Campus associate professor of English Maura Nolan is using “contract grading,” a system she said is more efficient than traditional grading. Essentially, students are given a contract that explains what they must do to obtain a certain grade; the professor then reads the essay or exam and assesses whether the student has successfully completed the assigned tasks.
The senate and Center for Teaching & Learning have produced an overwhelming amount of resources and guidance for faculty and instructors coping with institutional disruption, according to Nolan.
However, she noted that information is not always properly relayed to students.
“One of the most difficult and challenging aspects of the strike has been managing the rumor mill,” Nolan said in an email. “Students are being bombarded with contradictory and often false information about how grades will work, and it is no wonder that so many feel incredibly stressed and anxious.”
Nolan added that professors will deal with grading in their own ways and outside sources may not be reliable in regards to course proceedings.
Smart emphasized the importance of communicating messages to students.
“Every message I’ve seen or written says in some part that it’s extremely important to communicate your expectations clearly,” Smart said. “If you’re making changes, communicate them clearly and quickly.”
A guide from the Center for Teaching & Learning noted it is pertinent that students are updated despite the fact that certainty is not entirely possible at the moment, according to Smart.

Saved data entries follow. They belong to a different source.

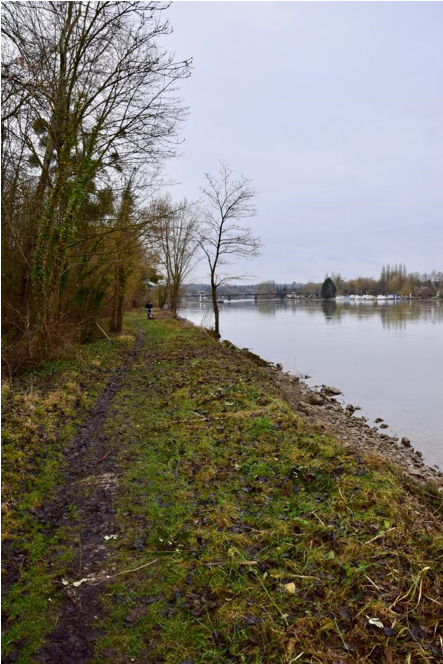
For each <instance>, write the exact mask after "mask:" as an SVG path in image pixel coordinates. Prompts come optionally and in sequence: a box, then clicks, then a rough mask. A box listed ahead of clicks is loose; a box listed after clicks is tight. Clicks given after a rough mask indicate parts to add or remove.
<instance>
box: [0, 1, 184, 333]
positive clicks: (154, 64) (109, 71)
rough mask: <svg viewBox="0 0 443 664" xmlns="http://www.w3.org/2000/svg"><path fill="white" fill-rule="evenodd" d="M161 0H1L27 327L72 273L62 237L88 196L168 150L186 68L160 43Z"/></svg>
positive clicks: (16, 227)
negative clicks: (135, 167)
mask: <svg viewBox="0 0 443 664" xmlns="http://www.w3.org/2000/svg"><path fill="white" fill-rule="evenodd" d="M167 7H168V3H160V2H132V1H129V2H112V1H111V2H109V1H98V2H80V1H74V2H38V1H36V2H28V3H12V2H6V3H4V5H3V8H2V9H3V12H2V13H3V16H2V19H3V20H2V33H3V42H4V47H5V49H4V53H5V59H4V62H3V64H2V79H3V82H4V83H5V99H6V111H7V112H6V114H5V116H4V122H3V126H2V138H3V137H4V140H2V148H4V151H5V154H4V155H2V168H3V175H4V176H5V177H6V179H5V182H6V186H7V189H8V191H7V194H8V196H7V199H6V200H7V202H8V210H7V212H8V215H7V219H8V220H9V222H10V226H11V227H12V229H13V230H14V232H13V233H12V232H11V233H8V238H10V239H11V243H14V242H17V241H19V242H20V251H21V254H22V256H23V261H22V273H23V274H22V279H21V285H20V287H16V303H15V304H17V303H18V306H20V307H23V309H24V310H25V311H29V313H30V320H28V321H27V324H26V327H28V328H29V327H31V328H32V330H33V333H34V335H35V333H39V334H40V335H42V336H44V335H45V334H47V333H48V330H49V329H50V328H51V326H52V324H53V323H54V320H58V319H60V317H61V315H62V312H63V307H64V301H65V293H66V292H67V291H66V289H65V287H66V283H67V280H68V279H69V277H70V275H72V271H71V270H70V265H69V255H70V251H69V248H70V246H71V245H72V243H73V241H74V240H76V239H77V236H78V232H79V221H80V219H81V218H82V211H84V207H85V202H86V199H87V198H88V196H89V197H90V196H93V195H96V194H97V190H98V189H99V187H100V186H105V185H107V186H109V185H110V184H111V185H112V184H113V179H114V174H117V173H121V172H124V171H126V172H130V171H131V170H132V169H133V168H134V167H137V168H138V169H140V168H147V167H152V166H154V165H155V166H157V165H158V163H159V161H161V160H162V159H164V158H165V157H168V156H172V155H173V154H174V149H175V143H176V140H175V139H176V128H177V123H178V122H179V121H180V120H181V119H182V118H183V117H184V109H183V107H182V106H181V104H180V102H179V100H178V99H177V97H176V84H177V82H178V81H179V80H181V79H183V78H185V77H186V76H188V75H189V73H190V63H189V62H188V61H184V62H176V61H175V60H174V57H173V55H171V54H170V53H168V52H167V51H166V50H164V49H163V48H161V47H160V46H159V40H160V39H163V37H164V35H166V34H168V33H169V32H170V31H171V30H170V26H169V24H168V21H167V20H164V18H163V14H164V10H165V9H167ZM16 155H17V157H16ZM18 158H19V159H20V160H21V164H22V166H24V167H23V168H21V169H18V168H17V160H18ZM93 190H95V191H93ZM16 192H19V193H18V194H17V193H16ZM11 205H12V207H11ZM27 214H28V215H29V218H28V220H27V223H26V215H27ZM20 219H21V220H22V223H21V225H20V224H19V223H18V221H19V220H20ZM18 228H20V233H18ZM14 306H15V305H13V306H12V307H11V309H13V308H14Z"/></svg>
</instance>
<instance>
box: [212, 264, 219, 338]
mask: <svg viewBox="0 0 443 664" xmlns="http://www.w3.org/2000/svg"><path fill="white" fill-rule="evenodd" d="M211 295H212V308H213V310H214V336H215V338H216V339H220V316H219V311H218V303H217V286H216V284H215V282H214V279H213V278H212V276H211Z"/></svg>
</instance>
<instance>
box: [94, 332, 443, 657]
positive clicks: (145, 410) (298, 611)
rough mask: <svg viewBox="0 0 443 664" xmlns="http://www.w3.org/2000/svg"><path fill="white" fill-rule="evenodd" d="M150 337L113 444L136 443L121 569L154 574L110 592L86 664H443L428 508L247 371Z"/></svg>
mask: <svg viewBox="0 0 443 664" xmlns="http://www.w3.org/2000/svg"><path fill="white" fill-rule="evenodd" d="M143 324H144V326H145V329H146V332H147V339H146V347H147V353H146V355H145V356H144V357H140V361H139V362H138V364H137V366H134V368H133V370H132V372H131V374H130V376H129V378H128V382H127V385H126V387H125V391H124V392H123V391H122V392H121V393H120V395H118V396H117V399H116V404H115V408H116V410H117V411H118V418H117V419H114V420H110V421H108V423H107V425H106V428H107V433H108V435H109V436H113V435H118V434H117V431H118V432H119V435H121V433H122V429H123V431H124V434H125V435H126V437H127V440H128V445H127V447H126V449H125V451H124V452H122V454H121V459H120V464H121V466H122V468H123V469H124V473H123V477H122V485H121V486H122V492H121V503H120V509H119V516H120V528H121V537H120V539H119V540H118V543H117V545H116V549H115V560H114V565H115V569H122V570H123V569H124V570H129V569H135V568H137V567H140V566H142V565H146V563H150V562H152V561H155V562H152V564H151V565H148V566H146V567H143V568H142V569H140V570H139V571H136V572H133V573H127V574H124V575H122V576H120V577H119V578H118V580H117V581H116V582H115V583H113V584H111V585H110V586H109V587H108V588H107V592H106V594H105V597H104V599H103V602H104V605H105V607H106V614H107V617H106V618H105V619H104V620H103V621H102V622H101V624H100V628H101V629H102V630H103V633H104V634H105V636H104V637H103V638H102V639H101V640H100V641H99V643H98V644H97V648H96V654H95V659H94V661H95V662H106V661H111V660H112V661H116V662H126V661H129V660H130V658H131V657H132V658H135V660H136V661H142V662H147V663H151V662H152V663H154V662H155V663H161V662H165V663H166V662H167V663H171V664H172V663H174V664H176V663H177V662H220V663H222V662H228V661H232V662H248V663H249V662H251V663H252V662H257V663H258V662H260V663H263V664H264V663H269V662H282V663H283V662H288V663H289V662H293V661H297V662H305V663H307V662H331V663H332V662H338V661H340V662H357V661H359V662H360V661H361V662H363V661H368V662H369V661H372V662H386V663H387V662H399V663H400V662H407V661H411V662H412V661H416V662H433V661H437V659H436V658H437V657H438V652H439V650H438V649H439V648H440V646H439V642H438V637H437V633H438V628H439V626H440V622H439V621H440V615H439V614H440V609H441V604H439V602H440V603H441V601H442V595H441V576H440V574H441V563H442V559H441V552H442V543H443V540H442V530H441V523H440V522H439V520H438V519H437V517H436V515H435V514H434V513H433V512H432V511H428V510H427V509H425V508H424V507H423V506H421V504H420V496H419V493H417V492H415V491H414V490H413V488H412V487H410V488H409V490H405V487H404V486H403V484H402V483H401V482H400V481H399V480H398V479H397V478H396V477H395V475H394V474H392V473H391V472H390V471H389V469H387V468H385V467H383V464H382V463H380V461H379V460H377V459H374V458H358V457H356V456H354V455H353V454H352V453H350V452H349V451H348V450H346V449H344V448H343V447H342V446H341V445H340V444H339V443H337V442H336V441H334V440H332V439H330V438H328V437H325V436H321V435H317V434H311V433H309V432H307V431H306V430H305V427H303V426H301V423H300V421H299V419H298V418H297V417H296V416H295V415H294V414H293V413H292V411H290V409H289V408H288V406H287V404H286V403H285V402H284V401H282V400H281V399H280V397H279V395H278V393H277V391H276V388H274V387H273V386H272V385H271V384H269V382H268V379H267V375H266V374H265V373H264V371H263V370H262V369H261V367H260V366H259V365H258V363H256V362H254V361H253V359H251V358H249V357H248V356H247V355H245V354H242V353H240V352H238V351H236V350H234V349H232V348H230V347H226V346H225V345H221V344H218V343H217V342H215V341H214V340H213V339H212V338H211V337H210V336H209V335H207V334H205V333H204V332H202V331H200V330H198V329H196V328H183V327H181V326H180V325H179V324H177V323H176V322H174V321H161V320H157V321H156V322H155V325H151V323H148V322H146V323H143ZM371 620H372V621H374V620H375V622H371ZM376 623H378V624H376ZM380 625H382V626H380ZM408 658H409V659H408Z"/></svg>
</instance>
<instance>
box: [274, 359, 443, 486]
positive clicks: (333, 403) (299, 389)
mask: <svg viewBox="0 0 443 664" xmlns="http://www.w3.org/2000/svg"><path fill="white" fill-rule="evenodd" d="M266 371H267V372H268V375H269V376H270V378H271V379H272V380H273V381H274V383H276V384H277V385H278V386H279V388H280V389H281V390H282V392H283V393H284V395H285V397H286V399H287V400H288V401H289V403H290V404H291V406H292V408H293V409H294V411H295V412H296V413H298V414H299V415H300V416H301V417H302V418H303V419H304V420H305V421H306V422H307V423H308V424H310V425H312V426H313V427H315V428H316V429H317V430H320V431H323V432H325V433H330V434H331V435H333V436H334V437H336V438H338V439H339V440H340V441H342V443H343V444H344V445H345V446H348V447H352V448H353V449H354V450H356V451H360V452H375V453H378V454H382V455H383V456H385V457H386V458H387V459H388V460H389V461H390V462H391V463H393V464H394V465H396V466H399V467H400V468H401V469H402V470H403V471H404V472H405V473H406V474H408V475H409V476H411V477H413V478H414V479H415V480H419V481H422V482H429V481H431V482H435V483H437V484H438V485H440V486H441V487H442V488H443V472H442V471H441V470H439V469H437V468H433V467H430V466H427V465H426V464H425V463H424V461H423V455H422V453H421V452H420V451H418V450H415V449H414V448H413V447H412V445H411V442H410V440H409V439H408V438H405V437H404V438H402V439H401V440H400V439H399V438H398V437H396V436H390V435H388V434H386V433H381V432H380V431H379V430H378V429H377V427H371V426H370V425H369V424H368V419H367V418H366V417H363V416H359V415H358V411H359V410H360V408H359V407H358V406H353V405H352V404H347V405H346V407H345V408H343V406H342V405H341V404H340V403H339V402H338V401H337V397H338V396H339V395H340V394H341V391H340V390H338V389H337V388H333V387H327V386H326V385H323V386H322V387H321V389H320V391H316V390H315V389H313V388H311V387H309V386H308V385H307V384H306V383H305V382H303V379H302V377H300V376H296V375H293V374H290V373H287V372H284V371H283V370H282V366H281V365H279V364H277V365H276V366H274V365H269V364H268V367H267V368H266ZM377 421H378V422H382V424H380V428H387V425H386V424H385V423H383V421H382V420H381V419H378V420H377Z"/></svg>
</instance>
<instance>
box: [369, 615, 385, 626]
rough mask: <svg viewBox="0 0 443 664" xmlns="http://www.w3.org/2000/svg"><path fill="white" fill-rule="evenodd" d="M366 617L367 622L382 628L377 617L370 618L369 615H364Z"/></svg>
mask: <svg viewBox="0 0 443 664" xmlns="http://www.w3.org/2000/svg"><path fill="white" fill-rule="evenodd" d="M366 618H367V619H368V622H369V624H370V625H375V626H376V627H379V628H380V629H383V628H384V625H383V623H382V622H381V620H379V619H378V618H370V617H369V616H366Z"/></svg>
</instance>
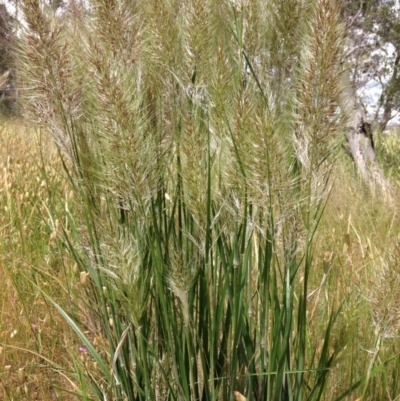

However, some students don’t believe this communication is being upheld.
“We are not very informed,” said a Statistics 134 student, who requested anonymity out of fear of retaliation, in an email. “Most professors are not giving out formal announcements yet because they do not know themselves what is going on.”
The student said students lack communication and academic support in their classes. When asked, professors say they are unsure about the plans for the future of classes because no one knows what the length or the outcome of the strike will be, they alleged.
Students in Statistics 134 allegedly had a take-home midterm scheduled right after the strike began, which resulted in “absolutely no preparation sections” for the midterm, the student noted. They added that due to the absence of academic workers to grade for a class of more than 200 people, the professor announced students would be grading their own midterms.
“Most people feel very anxious and depressed because we don’t know what to expect or how to study for finals, let alone the fact that there’s no support such as discussion or OH,” the student said in an email. “We have no opportunity to ask questions and are pretty much self-learning the material.”
Smart will respond to these concerns with a new message she will send to faculty tomorrow with the Vice Provost for Undergraduate Education.
The message will contain extensive advice and information on how to conduct exams, according to Smart. While this message goes out every year, it will be more “involved and complete” this year, she added.
“We suggest that instructors convey clear information about what materials students are expected to master for exams, and that (they) take care to design exams that test only on material that (they) have been able to teach thoroughly this semester,” Smart said. “That’s sort of a new piece that instructors haven’t been told quite as clearly as before.”